Shape of a probability density function
A probability density function (i.e. population histogram) can have any shape, though it is usually a fairly smooth curve. Indeed, we often have only rough information about its likely shape from a single sample histogram.
Normal distributions
One family of symmetric continuous probability density functions called normal distributions is particularly useful. Although normal distributions are only appropriate as population models for a small number of data sets, they are extremely important in statistics — their importance will be explained later in this chapter.
At this stage, we will use normal distributions to give a concrete example of a probability density function.
The shape of the normal distribution depends on two numerical values, called parameters, that can be adjusted to give a range of symmetric distributional shapes. The two normal parameters are called µ and σ and are the distribution's mean and standard deviation.
Shape of the normal family of distributions
Use the two sliders to adjust the normal parameters. Observe that the location and spread of the distribution are changed, but other aspects of its shape remain the same for all values of the parameters.
Note also that the total area under the probability density function remains the same (exactly 1.0) for all values of the parameters. This holds for all probability density functions.
For some data sets, a normal distribution does provide a reasonable model. The two parameters can be chosen to make the distribution's shape match that of a histogram of the data as closely as possible.
Job satisfaction ratings
Merchandise buyers are critically important to the success or failure of retail ventures, both through negotiations over pricing and decisions about the types of product that will be stocked. Because of high turnover of staff in this area (estimated to be over 25 percent per year), research was carried out to determine the factors related to turnover.

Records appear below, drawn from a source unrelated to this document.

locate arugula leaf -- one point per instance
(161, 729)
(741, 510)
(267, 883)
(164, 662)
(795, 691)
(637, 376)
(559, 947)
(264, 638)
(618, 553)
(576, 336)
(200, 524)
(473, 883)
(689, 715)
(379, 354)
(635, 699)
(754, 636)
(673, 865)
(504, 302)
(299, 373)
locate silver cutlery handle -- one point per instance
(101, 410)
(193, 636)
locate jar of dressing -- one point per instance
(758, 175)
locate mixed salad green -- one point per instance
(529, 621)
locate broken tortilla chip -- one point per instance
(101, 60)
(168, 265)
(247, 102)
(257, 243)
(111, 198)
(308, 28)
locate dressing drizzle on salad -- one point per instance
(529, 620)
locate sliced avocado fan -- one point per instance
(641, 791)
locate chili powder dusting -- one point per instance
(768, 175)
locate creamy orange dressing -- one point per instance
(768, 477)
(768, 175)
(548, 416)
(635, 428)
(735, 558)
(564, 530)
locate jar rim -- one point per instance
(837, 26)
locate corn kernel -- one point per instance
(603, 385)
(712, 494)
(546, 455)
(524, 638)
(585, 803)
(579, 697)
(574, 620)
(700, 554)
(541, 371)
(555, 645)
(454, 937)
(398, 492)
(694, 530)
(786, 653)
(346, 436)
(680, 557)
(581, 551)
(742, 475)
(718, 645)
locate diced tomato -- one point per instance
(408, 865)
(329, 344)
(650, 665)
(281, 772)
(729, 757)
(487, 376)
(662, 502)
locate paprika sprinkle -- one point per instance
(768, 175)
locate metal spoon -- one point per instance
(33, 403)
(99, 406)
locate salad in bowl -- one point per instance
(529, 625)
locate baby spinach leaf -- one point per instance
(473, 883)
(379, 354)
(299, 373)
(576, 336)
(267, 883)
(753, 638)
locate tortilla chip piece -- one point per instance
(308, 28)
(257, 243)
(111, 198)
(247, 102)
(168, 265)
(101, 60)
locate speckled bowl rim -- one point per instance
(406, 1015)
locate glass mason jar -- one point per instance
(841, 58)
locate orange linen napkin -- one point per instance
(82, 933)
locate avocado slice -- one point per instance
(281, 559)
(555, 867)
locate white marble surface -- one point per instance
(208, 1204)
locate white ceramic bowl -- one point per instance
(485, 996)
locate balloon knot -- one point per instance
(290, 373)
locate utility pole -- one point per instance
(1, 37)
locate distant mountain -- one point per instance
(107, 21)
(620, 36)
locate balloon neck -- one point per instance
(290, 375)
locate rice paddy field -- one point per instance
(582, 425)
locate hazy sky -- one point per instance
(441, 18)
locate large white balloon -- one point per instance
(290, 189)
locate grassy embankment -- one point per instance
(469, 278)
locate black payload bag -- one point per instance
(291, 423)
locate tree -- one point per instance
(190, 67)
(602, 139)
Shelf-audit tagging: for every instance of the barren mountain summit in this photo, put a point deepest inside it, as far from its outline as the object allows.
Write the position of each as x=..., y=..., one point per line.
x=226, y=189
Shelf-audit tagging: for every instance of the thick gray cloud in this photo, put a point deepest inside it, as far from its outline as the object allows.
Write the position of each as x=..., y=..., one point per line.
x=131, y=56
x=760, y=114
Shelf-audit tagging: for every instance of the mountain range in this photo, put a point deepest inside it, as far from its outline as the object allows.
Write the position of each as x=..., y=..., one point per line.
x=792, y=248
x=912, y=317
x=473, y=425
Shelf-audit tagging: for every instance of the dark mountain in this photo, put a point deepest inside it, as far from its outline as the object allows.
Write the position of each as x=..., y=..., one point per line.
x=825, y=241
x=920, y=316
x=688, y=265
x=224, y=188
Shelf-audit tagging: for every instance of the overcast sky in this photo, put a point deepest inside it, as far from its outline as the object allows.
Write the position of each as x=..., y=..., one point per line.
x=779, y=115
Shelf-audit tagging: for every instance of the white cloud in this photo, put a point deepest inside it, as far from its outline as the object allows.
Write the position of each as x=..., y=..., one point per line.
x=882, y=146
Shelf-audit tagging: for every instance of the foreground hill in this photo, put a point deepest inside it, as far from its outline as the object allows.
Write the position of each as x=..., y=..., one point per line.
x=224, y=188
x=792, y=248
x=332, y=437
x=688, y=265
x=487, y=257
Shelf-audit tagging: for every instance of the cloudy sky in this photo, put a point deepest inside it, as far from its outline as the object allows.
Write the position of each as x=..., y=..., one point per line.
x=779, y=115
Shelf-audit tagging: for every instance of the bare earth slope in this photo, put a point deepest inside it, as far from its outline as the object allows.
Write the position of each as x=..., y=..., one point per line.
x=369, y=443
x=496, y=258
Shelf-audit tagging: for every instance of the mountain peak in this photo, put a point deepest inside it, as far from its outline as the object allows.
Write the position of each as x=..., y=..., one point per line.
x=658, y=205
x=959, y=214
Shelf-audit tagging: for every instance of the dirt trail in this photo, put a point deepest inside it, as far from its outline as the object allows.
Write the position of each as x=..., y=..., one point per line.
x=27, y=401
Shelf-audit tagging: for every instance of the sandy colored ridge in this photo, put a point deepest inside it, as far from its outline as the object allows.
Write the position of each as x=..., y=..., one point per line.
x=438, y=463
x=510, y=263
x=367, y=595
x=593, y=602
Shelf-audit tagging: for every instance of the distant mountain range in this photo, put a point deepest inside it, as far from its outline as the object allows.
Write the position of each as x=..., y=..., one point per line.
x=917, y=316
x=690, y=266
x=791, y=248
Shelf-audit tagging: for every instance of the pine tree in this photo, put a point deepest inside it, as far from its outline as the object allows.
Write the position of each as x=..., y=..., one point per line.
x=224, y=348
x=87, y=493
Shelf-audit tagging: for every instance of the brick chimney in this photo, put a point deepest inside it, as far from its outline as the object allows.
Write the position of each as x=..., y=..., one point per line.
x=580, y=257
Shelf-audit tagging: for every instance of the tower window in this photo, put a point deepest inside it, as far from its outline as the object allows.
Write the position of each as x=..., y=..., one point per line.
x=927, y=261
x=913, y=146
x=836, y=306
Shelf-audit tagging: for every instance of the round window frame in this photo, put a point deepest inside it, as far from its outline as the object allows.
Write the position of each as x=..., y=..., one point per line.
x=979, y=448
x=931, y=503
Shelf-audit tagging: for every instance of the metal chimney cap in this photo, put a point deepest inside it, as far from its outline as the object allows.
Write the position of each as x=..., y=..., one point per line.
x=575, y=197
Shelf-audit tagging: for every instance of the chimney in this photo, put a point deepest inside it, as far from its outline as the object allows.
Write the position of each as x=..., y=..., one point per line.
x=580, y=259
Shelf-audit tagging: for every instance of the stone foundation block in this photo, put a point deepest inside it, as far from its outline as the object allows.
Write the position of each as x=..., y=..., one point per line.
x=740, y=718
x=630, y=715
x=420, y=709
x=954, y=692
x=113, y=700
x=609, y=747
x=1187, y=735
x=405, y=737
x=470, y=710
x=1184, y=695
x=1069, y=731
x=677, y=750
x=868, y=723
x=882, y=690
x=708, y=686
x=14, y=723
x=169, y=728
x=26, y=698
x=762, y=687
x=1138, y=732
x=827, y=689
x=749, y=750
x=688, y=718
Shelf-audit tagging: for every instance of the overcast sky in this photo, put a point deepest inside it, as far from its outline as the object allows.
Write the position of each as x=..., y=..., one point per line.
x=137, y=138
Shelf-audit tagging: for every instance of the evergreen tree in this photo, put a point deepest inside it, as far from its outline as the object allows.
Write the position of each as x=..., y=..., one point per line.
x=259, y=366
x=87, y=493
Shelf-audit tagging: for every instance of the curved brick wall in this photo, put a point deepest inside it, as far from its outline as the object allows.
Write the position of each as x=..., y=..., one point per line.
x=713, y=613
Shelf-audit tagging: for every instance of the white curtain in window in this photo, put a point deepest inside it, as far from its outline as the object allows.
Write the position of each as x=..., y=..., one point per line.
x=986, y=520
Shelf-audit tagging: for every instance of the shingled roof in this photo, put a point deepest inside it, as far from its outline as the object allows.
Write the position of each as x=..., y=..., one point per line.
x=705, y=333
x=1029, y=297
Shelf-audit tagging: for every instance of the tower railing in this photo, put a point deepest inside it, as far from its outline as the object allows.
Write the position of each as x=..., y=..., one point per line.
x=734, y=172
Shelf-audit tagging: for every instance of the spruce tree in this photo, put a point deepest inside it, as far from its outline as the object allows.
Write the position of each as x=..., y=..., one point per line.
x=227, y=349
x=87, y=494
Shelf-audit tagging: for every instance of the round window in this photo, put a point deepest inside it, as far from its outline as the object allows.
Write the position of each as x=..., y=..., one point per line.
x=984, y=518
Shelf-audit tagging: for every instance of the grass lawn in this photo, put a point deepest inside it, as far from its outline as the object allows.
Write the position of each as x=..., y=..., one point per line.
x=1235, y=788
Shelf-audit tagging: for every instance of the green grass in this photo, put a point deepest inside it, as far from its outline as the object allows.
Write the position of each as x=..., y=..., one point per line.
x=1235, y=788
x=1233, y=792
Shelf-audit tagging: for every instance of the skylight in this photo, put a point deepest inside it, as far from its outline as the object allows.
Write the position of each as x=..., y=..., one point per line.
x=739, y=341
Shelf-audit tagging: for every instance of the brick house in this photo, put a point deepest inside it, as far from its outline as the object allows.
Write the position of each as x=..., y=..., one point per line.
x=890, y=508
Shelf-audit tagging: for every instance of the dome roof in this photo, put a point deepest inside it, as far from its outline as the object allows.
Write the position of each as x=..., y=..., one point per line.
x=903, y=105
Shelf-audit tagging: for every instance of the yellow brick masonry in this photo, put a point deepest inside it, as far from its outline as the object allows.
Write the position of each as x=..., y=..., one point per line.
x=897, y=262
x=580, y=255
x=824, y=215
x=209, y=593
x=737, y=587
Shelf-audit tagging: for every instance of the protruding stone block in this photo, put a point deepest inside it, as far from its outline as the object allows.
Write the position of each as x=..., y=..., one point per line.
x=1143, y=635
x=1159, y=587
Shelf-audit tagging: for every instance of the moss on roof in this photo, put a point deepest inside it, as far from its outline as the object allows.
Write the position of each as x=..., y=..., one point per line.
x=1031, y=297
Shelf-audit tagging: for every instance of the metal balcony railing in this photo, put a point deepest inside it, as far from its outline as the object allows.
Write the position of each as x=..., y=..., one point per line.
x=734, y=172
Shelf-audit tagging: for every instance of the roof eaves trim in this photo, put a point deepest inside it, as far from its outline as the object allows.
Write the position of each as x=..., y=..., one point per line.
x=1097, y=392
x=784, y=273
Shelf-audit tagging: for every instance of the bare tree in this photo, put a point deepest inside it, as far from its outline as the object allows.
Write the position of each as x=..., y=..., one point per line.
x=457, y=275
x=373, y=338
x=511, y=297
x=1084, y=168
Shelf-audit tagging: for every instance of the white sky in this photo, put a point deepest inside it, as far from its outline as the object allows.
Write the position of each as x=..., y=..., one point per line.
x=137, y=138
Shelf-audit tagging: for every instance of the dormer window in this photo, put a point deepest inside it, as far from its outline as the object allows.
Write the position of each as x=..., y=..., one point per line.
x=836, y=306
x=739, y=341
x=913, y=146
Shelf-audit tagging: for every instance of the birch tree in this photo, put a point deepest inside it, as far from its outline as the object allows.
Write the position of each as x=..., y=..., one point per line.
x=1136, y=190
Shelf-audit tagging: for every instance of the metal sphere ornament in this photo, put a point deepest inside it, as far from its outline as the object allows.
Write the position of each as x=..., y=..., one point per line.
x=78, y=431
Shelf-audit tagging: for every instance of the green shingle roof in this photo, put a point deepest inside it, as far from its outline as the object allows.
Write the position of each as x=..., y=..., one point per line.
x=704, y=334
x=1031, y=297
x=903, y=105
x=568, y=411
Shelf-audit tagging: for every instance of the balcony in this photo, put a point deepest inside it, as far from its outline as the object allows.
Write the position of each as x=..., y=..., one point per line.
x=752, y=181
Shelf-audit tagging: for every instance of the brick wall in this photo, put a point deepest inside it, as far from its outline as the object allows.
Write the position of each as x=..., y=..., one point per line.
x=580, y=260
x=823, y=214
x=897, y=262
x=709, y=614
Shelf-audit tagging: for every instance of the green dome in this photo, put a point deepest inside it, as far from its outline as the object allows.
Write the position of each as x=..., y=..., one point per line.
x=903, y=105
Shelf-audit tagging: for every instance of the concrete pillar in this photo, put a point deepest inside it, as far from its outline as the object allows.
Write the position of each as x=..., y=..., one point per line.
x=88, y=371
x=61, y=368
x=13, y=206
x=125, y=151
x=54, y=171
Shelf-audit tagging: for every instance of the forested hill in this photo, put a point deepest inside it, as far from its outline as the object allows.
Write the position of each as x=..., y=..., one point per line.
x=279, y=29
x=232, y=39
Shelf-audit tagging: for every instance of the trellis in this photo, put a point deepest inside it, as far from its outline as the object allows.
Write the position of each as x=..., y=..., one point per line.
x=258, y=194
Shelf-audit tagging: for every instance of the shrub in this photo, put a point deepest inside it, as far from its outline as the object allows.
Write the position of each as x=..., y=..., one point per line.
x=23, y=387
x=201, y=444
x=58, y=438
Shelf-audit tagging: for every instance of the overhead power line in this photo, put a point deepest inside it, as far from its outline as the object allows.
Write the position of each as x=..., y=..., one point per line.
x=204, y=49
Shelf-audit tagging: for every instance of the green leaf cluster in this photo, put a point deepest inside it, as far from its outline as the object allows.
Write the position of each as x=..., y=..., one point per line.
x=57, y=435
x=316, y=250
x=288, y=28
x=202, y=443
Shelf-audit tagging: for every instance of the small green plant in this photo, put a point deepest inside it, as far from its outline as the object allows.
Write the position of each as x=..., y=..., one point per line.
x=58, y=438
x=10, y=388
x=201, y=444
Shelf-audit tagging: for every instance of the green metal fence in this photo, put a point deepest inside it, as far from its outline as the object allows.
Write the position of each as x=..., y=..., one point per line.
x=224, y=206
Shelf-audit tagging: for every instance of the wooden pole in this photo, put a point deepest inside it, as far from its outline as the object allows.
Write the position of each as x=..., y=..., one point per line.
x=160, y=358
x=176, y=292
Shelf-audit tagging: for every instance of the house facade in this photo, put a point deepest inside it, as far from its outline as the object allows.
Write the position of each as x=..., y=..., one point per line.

The diagram below shows job satisfaction ratings of a sample of 212 buyers on a scale of 0 (worst) to 30 (best), with a superimposed normal probability density function.
Use the sliders to adjust the normal parameters to obtain as close as possible a match to the histogram. This normal distribution can be used as an approximate model for how the data might have arisen.
We have used a subjective procedure of matching the shapes of the histogram and probability density 'by eye'. A more objective way to 'estimate' the normal parameters will be presented in the next chapter. Click the button Best fit to apply this objective method.
We will revisit normal distributions later in this chapter.